Inner-city poverty, squalor stun police, soldiers
THE abject poverty and squalor in which people live in Kingston’s inner-city communities stunned members of the security forces yesterday as they intensified their push into the two sections of the capital that have been under curfew since early Sunday morning.
“I understand now why some man do some things yuh know. People nuh fi live them way yah,” said one policeman after searching a number of homes in Hannah Town. “We have to do something about these living conditions.”
The filth, garbage and unsanitary conditions commonplace in the area seemed to have touched a soft spot among other members of the military and police.
The police and soldiers have been combing sections of Hannah Town and Tavares Gardens (popularly known as Payne Land) in the first wave of the government’s new anti-crime initiative to crush criminal gangs. So far, a number of spent shells, two live rounds and detonator cables have been recovered in Hannah Town.
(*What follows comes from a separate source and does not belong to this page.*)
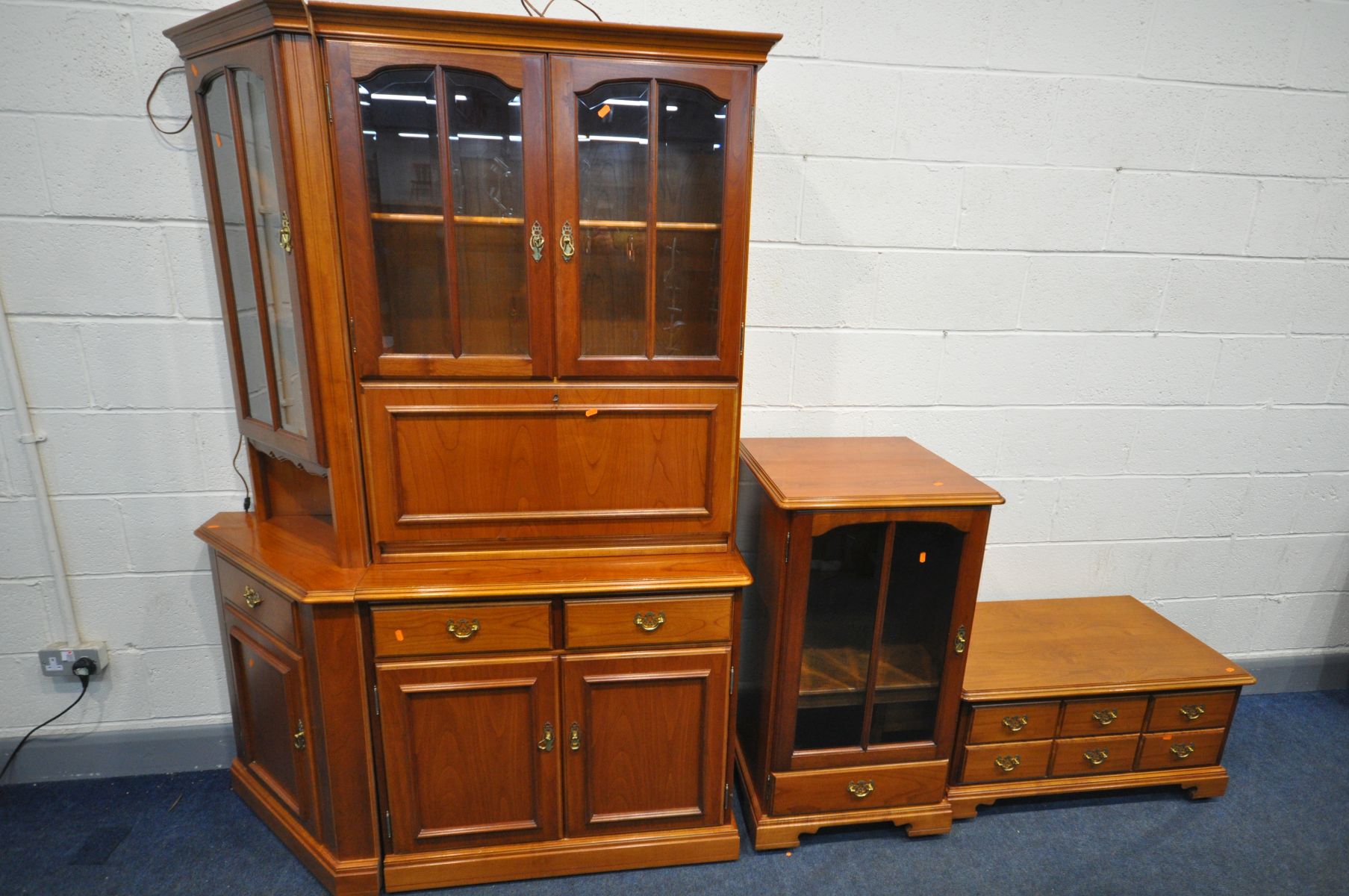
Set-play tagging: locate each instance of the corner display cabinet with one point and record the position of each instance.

Yesterday, the St Andrew Central police reported that they found four guns but declined to say where. Head of the division, Superintendent Leon Rose, said that this find brought to seven, the number of guns that were recovered by the cops under his command in the last two weeks.
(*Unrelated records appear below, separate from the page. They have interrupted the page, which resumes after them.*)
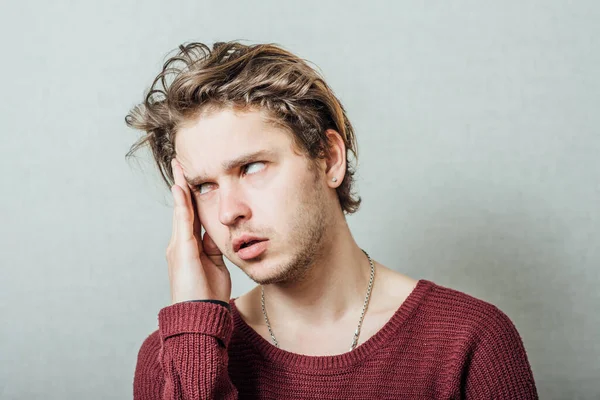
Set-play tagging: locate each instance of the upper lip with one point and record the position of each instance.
(237, 243)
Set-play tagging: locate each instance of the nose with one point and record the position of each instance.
(232, 205)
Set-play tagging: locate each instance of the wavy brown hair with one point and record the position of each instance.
(262, 76)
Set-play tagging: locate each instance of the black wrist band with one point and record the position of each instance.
(219, 302)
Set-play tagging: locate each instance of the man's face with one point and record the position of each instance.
(273, 195)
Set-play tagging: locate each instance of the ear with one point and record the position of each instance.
(335, 168)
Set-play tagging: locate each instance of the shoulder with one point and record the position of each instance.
(488, 352)
(465, 312)
(148, 372)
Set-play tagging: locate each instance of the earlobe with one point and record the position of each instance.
(336, 159)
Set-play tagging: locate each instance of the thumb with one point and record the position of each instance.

“We are very encouraged,” he said. “We had an operation last Friday morning in the Kintyre area in which we recovered a Bryco semi-automatic pistol with three live rounds with two magazines. We also recovered a Thompson magazine. This is a significant find.”
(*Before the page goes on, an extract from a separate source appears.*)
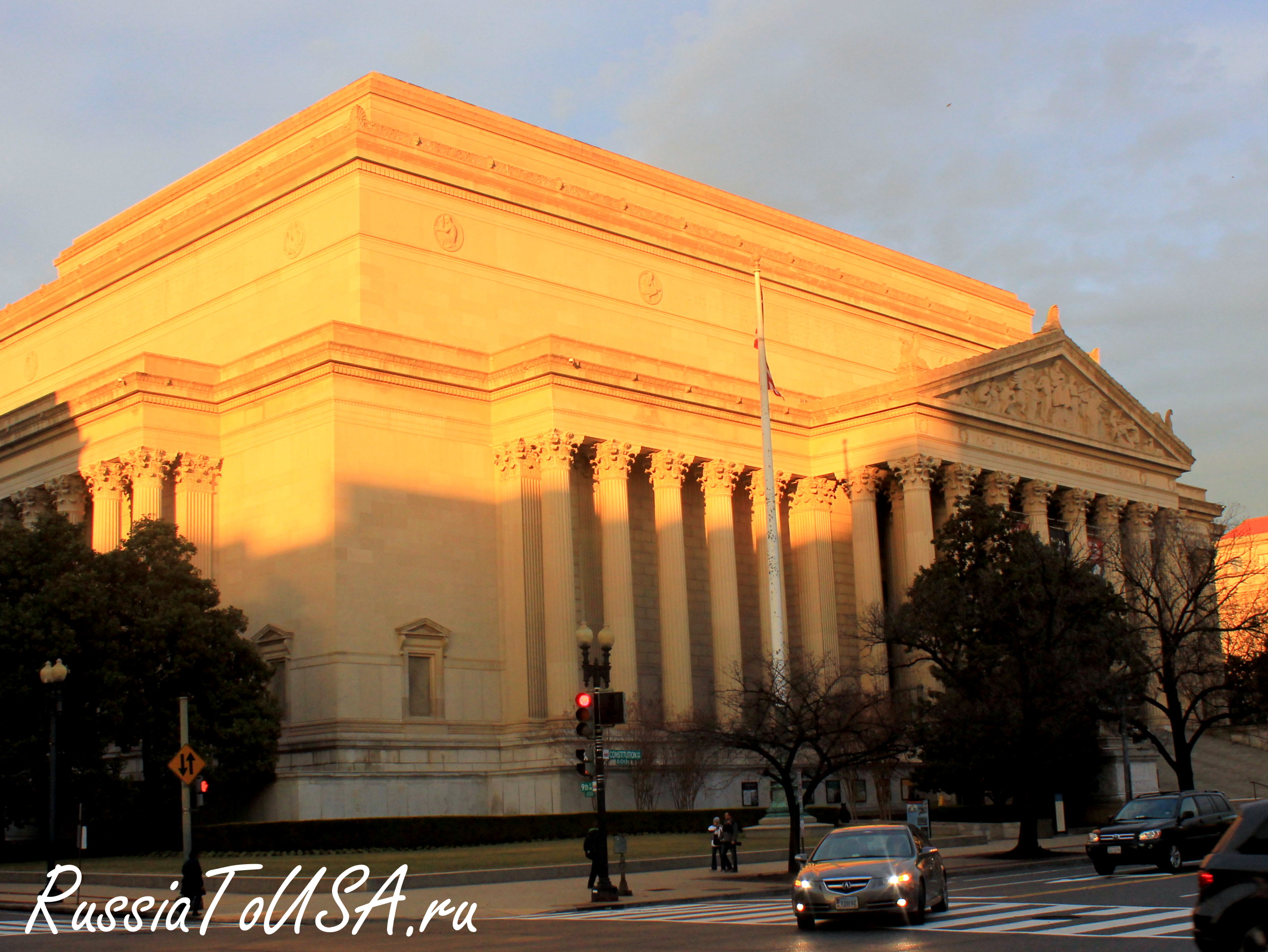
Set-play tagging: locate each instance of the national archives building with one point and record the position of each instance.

The guns the police said they found yesterday were one Deringer .22 Magnum revolver, a .32 semi-automatic Davis pistol and two semi-automatic handguns. No arrests were made in connection with the find.
The guns, which appeared to be brand new, were packaged in video cassette holders and were wrapped in transparent tape.
Head of the Constabulary Communication Network, Superintendent James Forbes, told the Observer that the police were on a mission to rearrange the social order of the inner-city. He said they would be looking into ways of improving the sanitary conveniences, electricity and water connections and bulldozing the derelict buildings that stood out like sore thumbs in these areas.
“The success of the initiative will not be measured by the number of arms and ammunition recovered, but by the emancipation of the people in these communities who are being held in bondage by criminals. This is a multi-agency approach,” Forbes said.
“Water, light, sanitary conveniences and other social conditions will be addressed before we leave these areas,” Forbes, who took part in the Hannah Town search, told the Observer.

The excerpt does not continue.